Her story was recently picked up by researchers from language-learning platform Babbel, which explores the history of spelled bees in the United States. While there is no known image of the medal, the organization believes the award is gold, with a clasp or pin, and may be engraved with the words “Champion – American Public School Spellers,” “Cleveland Board Of Education,” or the year 1908. found it, the organization said, should contact him.

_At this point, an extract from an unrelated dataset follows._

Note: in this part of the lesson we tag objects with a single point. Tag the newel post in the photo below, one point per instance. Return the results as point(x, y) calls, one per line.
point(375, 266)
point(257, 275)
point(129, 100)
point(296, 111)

“When our research led us to its story, we couldn't believe how little was known and under-celebrated,” said Malcolm Massey, linguist at the company, in a statement. Ms statement Bolden at the time, he added, gave some pointers on his method: “His parents and friends helped him memorize words, and he read the newspaper every day to perfect his spelling. This is the blueprint for today's future spelling bee champion.”

Ms. Bolden is an unlikely champion — he ranks last on his team, and could be replaced as schools around the nation hold spelling competitions and vie for spots in the national championship, which attracts teams of eighth graders from 34 cities, 510 kids in all. , according to Cleveland.com.

The four teams in the finals were from Cleveland, Erie, New Orleans, and Pittsburgh. The New Orleans team, after finding out Ms. Bolden participates, threatening to withdraw from the competition.

Warren Hicks, event organizer and assistant superintendent of Cleveland schools, thinks that Ms. Bolden deserves to compete. “This historic event was planned to encourage better teaching of spelling in schools, but the result was more than that,” he said later. “It shows again that in our school every boy and girl has a fair and equal opportunity.”

To compete, students first take a written spelling test of 100 words. They then spelled 400 words out loud on the stage of the Cleveland Hippodrome Theatre, a lavish playhouse that had opened the previous year.

Among the words that Ms. Bolden is rightfully prejudiced, defensive, misspelled, and shaming. He got a perfect score.

But his victory caused resentment among politicians and educators, some of whom refused to accept the results.

However, on the day of Ms. Bolden, the convention was “filled with a standing ovation”, according to an article published in Oskaloosa Herald, in Iowa. Booker T. Washington, who was born into slavery and later became an educator and political adviser, was in the audience.

According to Babbel, Dr. Washington stepped onto the stage after the event and noted: “You will admit we spelled from the same spell book that you did. And I think you'll also admit that we spell a little bit better.

Derrick Bryson Taylor reporting contribution.